Jede Menge Biß und knallharte Leistungen

■ Deutsche Meisterschaft im Prellball der Behinderten: Mehr Solidarität, Ehrgeiz und Motivation als bei den Gesunden / Trotz guter Leistung gibt es kaum Sponsoren / Das Zusammenspiel mit Gesunden klappt ohne Berührungsängste

Charlottenburg. Kraftvolles Aufschlagen und blitzschnelles Sprinten sahen die rund 100 BesucherInnen bei den Deutschen Meisterschaft im Prellball der Behinderten. Männer jeglichen Alters waren aus dem ganzen Bundesgebiet angereist, um ihren Meister zu suchen. Behinderte Frauen hingegen spielen kein Prellball.

Der Behinderten-Prellball weist nur gering abgewandelte Regeln auf: Statt einem Ersatzspieler, stehen den vier Spielern zwei zur Verfügung. An Stelle von Altersklassen gibt es Schadensklassen von A bis D: Sportler mit Amputationen oder Wirbelsäulenschäden, spastisch Gelähmte oder über 30 Prozent Geschädigte.

Anzusehen ist eine Behinderung kaum jemandem, weder auf den Spielfeldern noch auf den Rängen. Die meisten Spieler haben eine beschädigte Wirbelsäule, manche tragen auch Prothesen.

Beim Prellball scheinen diese nicht zu beeinträchtigen: Mit einer unglaublichen Geschwindigkeit wird da der Ball mit der Faust über die Leine geprellt, wird gehechtet und gerannt. „Auf kurze Distanz kommen manche Prellballer auf 80 bis 120 Stundenkilometer Geschwindigkeit“, erzählt der Wuppertaler Teamchef Gerd Böning. In der über zwanzigjährigen Geschichte der Meisterschaften der Behinderten war er mit seiner Mannschaft schon unzählige Male dabei.

„Die Kameradschaft zwischen den Vereinen ist besser, weil die Leute nicht so oft wechseln wie bei den Gesunden.“ Beim Spiel sei allerdings „Biß und knallharte Leistung angesagt“, bestätigt ein Mannschaftskamerad, der aufgrund eines Verkehrsunfalles in seiner Kindheit eine Beinprothese trägt.

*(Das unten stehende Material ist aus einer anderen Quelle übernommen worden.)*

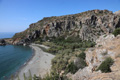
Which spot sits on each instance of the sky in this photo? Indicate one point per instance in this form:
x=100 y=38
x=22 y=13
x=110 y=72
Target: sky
x=17 y=15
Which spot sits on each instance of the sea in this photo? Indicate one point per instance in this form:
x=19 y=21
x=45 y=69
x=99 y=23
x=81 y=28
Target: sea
x=13 y=58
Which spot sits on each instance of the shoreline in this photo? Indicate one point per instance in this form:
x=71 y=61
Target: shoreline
x=39 y=61
x=15 y=75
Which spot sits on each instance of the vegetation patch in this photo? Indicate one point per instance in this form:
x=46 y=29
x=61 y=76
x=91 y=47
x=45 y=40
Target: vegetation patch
x=116 y=32
x=105 y=65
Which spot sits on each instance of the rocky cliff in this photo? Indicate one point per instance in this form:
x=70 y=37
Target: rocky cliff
x=107 y=46
x=87 y=25
x=2 y=42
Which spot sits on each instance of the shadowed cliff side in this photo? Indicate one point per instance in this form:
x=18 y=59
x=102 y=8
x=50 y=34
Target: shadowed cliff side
x=87 y=25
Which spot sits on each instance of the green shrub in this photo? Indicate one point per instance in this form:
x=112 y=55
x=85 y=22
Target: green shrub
x=72 y=68
x=116 y=32
x=105 y=65
x=82 y=55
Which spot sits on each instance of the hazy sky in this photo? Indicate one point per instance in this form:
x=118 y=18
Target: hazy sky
x=16 y=15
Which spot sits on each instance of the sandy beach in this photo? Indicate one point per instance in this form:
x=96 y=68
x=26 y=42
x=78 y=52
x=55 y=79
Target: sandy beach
x=40 y=64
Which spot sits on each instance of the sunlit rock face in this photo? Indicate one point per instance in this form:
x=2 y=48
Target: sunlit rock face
x=87 y=25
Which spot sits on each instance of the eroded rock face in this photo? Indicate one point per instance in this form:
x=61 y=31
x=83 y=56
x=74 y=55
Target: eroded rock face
x=87 y=25
x=107 y=46
x=2 y=42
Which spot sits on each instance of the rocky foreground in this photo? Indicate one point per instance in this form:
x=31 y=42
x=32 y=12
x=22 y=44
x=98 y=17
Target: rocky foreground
x=107 y=46
x=39 y=65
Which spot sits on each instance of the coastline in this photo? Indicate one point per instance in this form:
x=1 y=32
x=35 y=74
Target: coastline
x=39 y=63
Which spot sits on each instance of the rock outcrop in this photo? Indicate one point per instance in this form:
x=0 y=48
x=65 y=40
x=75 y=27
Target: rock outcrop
x=87 y=25
x=107 y=46
x=2 y=42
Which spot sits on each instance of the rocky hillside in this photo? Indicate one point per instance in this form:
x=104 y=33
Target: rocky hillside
x=87 y=25
x=107 y=46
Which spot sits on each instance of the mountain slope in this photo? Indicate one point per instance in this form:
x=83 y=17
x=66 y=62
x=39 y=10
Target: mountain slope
x=87 y=25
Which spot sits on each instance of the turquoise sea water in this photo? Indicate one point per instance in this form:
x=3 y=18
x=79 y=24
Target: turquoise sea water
x=12 y=58
x=6 y=34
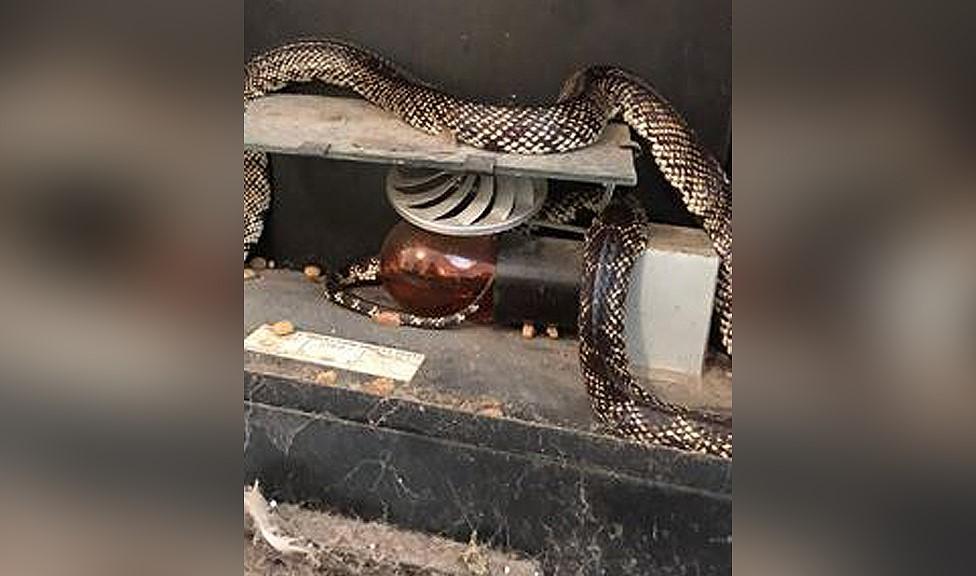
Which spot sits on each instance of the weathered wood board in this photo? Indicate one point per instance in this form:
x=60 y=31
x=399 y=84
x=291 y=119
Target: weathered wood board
x=351 y=129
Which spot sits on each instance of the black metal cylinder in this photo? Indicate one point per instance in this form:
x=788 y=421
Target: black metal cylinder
x=537 y=280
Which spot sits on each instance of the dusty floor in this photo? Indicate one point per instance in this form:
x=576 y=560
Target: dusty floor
x=354 y=548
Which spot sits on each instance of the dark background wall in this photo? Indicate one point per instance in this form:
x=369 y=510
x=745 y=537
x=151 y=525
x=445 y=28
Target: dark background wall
x=513 y=51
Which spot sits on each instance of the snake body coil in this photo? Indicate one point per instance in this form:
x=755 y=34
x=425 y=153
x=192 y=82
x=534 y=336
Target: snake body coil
x=588 y=100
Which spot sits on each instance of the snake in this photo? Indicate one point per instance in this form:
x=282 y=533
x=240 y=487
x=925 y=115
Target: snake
x=589 y=99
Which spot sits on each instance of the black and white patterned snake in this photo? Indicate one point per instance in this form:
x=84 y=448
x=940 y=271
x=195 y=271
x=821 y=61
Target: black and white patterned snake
x=588 y=101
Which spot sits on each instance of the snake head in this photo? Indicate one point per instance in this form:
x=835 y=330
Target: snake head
x=574 y=85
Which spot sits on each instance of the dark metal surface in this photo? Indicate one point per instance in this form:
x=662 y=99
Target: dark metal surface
x=537 y=279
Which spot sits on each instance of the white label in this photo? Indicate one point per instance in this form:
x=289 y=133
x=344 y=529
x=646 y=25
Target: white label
x=336 y=353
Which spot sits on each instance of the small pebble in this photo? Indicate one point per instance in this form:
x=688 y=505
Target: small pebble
x=283 y=328
x=327 y=378
x=312 y=272
x=387 y=318
x=380 y=386
x=491 y=412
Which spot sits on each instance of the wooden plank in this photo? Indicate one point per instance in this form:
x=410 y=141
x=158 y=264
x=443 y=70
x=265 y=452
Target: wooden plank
x=352 y=129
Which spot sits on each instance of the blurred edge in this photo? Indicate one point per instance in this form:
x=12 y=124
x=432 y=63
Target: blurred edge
x=120 y=178
x=856 y=287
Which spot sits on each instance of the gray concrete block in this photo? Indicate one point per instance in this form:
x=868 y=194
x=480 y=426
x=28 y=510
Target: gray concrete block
x=669 y=306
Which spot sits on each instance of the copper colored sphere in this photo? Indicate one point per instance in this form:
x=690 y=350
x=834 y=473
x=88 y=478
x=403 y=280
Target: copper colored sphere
x=434 y=275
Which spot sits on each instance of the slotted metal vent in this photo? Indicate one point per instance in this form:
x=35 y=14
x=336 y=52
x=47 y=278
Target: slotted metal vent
x=463 y=204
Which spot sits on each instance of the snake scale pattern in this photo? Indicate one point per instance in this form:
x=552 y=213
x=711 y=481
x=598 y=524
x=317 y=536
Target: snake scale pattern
x=588 y=100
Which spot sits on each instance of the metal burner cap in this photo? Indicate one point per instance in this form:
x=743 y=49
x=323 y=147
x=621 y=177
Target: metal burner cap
x=463 y=204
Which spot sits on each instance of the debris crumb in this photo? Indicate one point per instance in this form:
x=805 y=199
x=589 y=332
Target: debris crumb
x=387 y=318
x=327 y=378
x=379 y=386
x=283 y=328
x=491 y=412
x=313 y=272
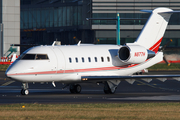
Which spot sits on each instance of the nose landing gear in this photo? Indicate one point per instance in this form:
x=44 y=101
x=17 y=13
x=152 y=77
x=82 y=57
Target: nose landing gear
x=25 y=90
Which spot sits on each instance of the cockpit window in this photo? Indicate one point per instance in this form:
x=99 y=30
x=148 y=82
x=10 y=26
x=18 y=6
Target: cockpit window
x=34 y=57
x=28 y=57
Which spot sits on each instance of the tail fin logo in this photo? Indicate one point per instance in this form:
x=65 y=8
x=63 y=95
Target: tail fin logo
x=155 y=47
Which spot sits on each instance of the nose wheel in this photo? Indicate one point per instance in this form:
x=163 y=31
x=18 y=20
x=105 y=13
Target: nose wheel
x=25 y=90
x=75 y=88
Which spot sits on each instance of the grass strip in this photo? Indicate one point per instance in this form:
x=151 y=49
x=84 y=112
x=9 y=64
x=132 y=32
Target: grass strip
x=122 y=111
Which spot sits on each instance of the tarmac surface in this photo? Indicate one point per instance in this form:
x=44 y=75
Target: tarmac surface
x=140 y=91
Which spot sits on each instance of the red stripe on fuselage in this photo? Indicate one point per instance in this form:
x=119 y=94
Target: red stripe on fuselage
x=76 y=70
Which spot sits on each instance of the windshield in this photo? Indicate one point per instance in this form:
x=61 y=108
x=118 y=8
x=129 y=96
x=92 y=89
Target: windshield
x=33 y=57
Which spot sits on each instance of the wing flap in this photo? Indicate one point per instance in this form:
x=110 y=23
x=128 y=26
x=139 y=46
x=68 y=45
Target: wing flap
x=132 y=77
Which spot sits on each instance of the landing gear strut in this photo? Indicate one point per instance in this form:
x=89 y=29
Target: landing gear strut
x=25 y=90
x=75 y=88
x=108 y=90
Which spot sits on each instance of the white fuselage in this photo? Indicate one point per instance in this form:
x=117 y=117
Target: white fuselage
x=69 y=63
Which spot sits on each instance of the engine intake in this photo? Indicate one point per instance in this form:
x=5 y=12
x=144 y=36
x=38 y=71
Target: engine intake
x=134 y=54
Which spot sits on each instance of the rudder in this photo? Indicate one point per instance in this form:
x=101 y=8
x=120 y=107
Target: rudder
x=154 y=29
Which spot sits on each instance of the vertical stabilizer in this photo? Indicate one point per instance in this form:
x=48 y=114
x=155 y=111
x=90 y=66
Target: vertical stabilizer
x=153 y=31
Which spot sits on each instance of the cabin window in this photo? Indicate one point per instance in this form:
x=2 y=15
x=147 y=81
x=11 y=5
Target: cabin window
x=89 y=59
x=108 y=59
x=102 y=59
x=70 y=60
x=95 y=58
x=82 y=59
x=76 y=59
x=33 y=57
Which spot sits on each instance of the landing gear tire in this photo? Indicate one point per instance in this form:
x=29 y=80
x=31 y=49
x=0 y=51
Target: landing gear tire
x=107 y=90
x=75 y=88
x=24 y=92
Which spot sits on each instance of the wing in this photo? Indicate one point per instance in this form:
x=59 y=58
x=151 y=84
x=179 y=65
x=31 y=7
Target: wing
x=130 y=77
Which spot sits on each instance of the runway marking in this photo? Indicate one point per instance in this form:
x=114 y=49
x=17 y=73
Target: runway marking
x=153 y=86
x=7 y=83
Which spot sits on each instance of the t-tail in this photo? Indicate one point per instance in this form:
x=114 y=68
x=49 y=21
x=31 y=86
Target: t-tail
x=153 y=31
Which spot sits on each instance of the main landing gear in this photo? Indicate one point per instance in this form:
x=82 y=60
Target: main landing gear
x=25 y=90
x=111 y=86
x=75 y=88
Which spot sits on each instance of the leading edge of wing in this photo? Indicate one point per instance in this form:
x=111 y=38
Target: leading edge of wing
x=105 y=78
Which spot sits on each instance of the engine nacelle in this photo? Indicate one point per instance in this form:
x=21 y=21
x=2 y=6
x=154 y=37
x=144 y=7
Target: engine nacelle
x=134 y=54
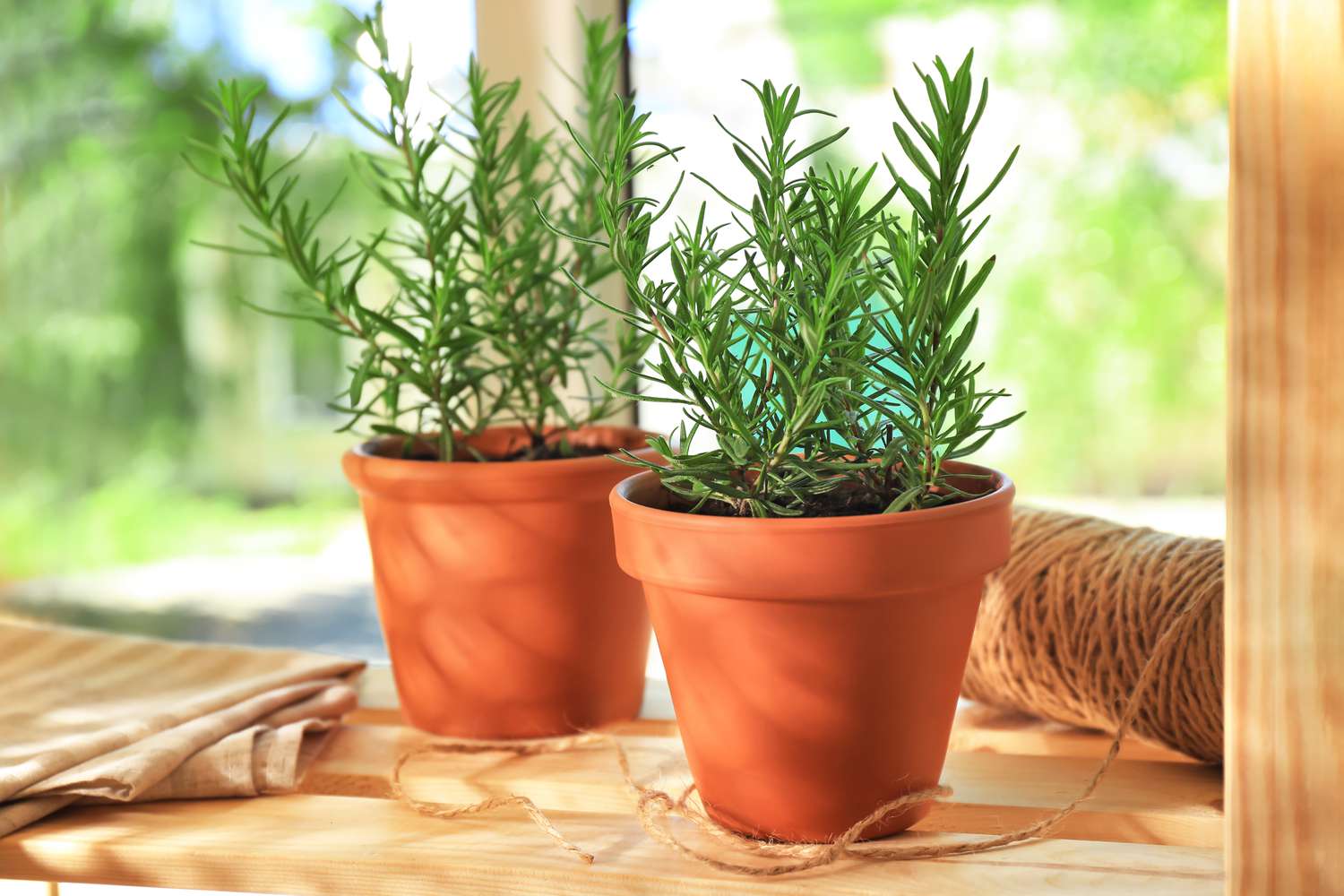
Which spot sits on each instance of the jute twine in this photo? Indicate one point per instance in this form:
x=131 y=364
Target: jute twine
x=1069 y=625
x=1185 y=610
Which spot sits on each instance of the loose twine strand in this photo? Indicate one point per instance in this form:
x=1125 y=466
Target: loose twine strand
x=655 y=806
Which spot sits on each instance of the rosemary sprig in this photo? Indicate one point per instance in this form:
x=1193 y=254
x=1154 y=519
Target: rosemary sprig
x=484 y=327
x=820 y=339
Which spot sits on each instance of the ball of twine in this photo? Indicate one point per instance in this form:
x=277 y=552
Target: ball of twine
x=1067 y=625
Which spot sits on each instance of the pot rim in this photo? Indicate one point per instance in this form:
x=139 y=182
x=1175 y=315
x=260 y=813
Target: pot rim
x=503 y=469
x=623 y=504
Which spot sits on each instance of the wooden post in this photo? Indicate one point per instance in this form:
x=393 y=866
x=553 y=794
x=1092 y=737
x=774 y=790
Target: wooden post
x=1285 y=576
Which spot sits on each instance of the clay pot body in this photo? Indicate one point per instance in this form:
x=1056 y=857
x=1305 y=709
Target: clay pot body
x=814 y=662
x=497 y=590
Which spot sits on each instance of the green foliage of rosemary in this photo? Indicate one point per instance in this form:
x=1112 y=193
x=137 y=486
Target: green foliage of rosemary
x=483 y=328
x=819 y=338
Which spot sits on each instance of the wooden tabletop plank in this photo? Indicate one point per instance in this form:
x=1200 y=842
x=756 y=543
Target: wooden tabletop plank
x=1140 y=801
x=324 y=845
x=978 y=728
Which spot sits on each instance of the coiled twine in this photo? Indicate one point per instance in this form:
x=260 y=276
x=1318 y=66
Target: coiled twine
x=1066 y=627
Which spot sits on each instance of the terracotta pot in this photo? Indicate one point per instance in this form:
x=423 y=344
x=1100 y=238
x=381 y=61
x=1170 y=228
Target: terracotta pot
x=814 y=662
x=503 y=607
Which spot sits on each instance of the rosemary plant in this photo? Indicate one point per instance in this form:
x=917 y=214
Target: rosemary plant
x=481 y=327
x=820 y=338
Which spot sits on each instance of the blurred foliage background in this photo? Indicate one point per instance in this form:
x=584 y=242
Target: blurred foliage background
x=145 y=414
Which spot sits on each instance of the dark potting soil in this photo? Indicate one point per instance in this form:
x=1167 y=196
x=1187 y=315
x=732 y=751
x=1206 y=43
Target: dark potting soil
x=825 y=505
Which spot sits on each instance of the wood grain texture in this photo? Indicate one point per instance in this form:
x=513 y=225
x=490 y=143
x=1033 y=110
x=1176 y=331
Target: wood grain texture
x=1152 y=802
x=1285 y=573
x=332 y=845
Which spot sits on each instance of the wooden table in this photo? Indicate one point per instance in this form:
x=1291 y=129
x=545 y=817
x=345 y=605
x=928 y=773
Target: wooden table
x=1155 y=825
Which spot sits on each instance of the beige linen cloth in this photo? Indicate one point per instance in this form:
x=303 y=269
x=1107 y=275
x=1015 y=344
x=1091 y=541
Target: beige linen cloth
x=97 y=718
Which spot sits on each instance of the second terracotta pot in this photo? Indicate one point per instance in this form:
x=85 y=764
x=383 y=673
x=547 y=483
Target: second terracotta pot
x=502 y=605
x=814 y=662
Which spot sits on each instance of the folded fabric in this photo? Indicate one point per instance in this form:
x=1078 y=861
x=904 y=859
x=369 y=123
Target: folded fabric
x=99 y=718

Das Prellballspiel, das ihm „schon früh Selbstbewußtsein“ vermittelte, begann er mit 14 in der Versehrtensportgemeinschaft und ergänzte es bereits nach wenigen Jahren durch das Training bei den Gesunden im Turnerbund.

Mindestens dreimal pro Woche trainiert er in beiden Vereinen und findet es gut, daß keine besondere Rücksicht auf ihn genommen wird „und die genauso auf mir rumkloppen wie auf den anderen“. Ein ebenfalls bei den Gesunden mitspielender Kollege findet aber, daß die Behinderten „mehr kämpfen und der Ehrgeiz und die Motivation größer“ sind.

Im Prellball klappt das Zusammenspiel zwischen Behinderten und Gesunden bestens. Gemeinsames Training und die Teilnahme an den Turnieren der regulären Vereine, „bei denen wir oft auf dem Siegertreppchen stehen“ (Böning), gehören zum Alltag. Noch werden Gesunde nicht offiziell in die Mannschaften aufgenommen, langfristig wird aber überall eine Vermischung der Vereine erwartet.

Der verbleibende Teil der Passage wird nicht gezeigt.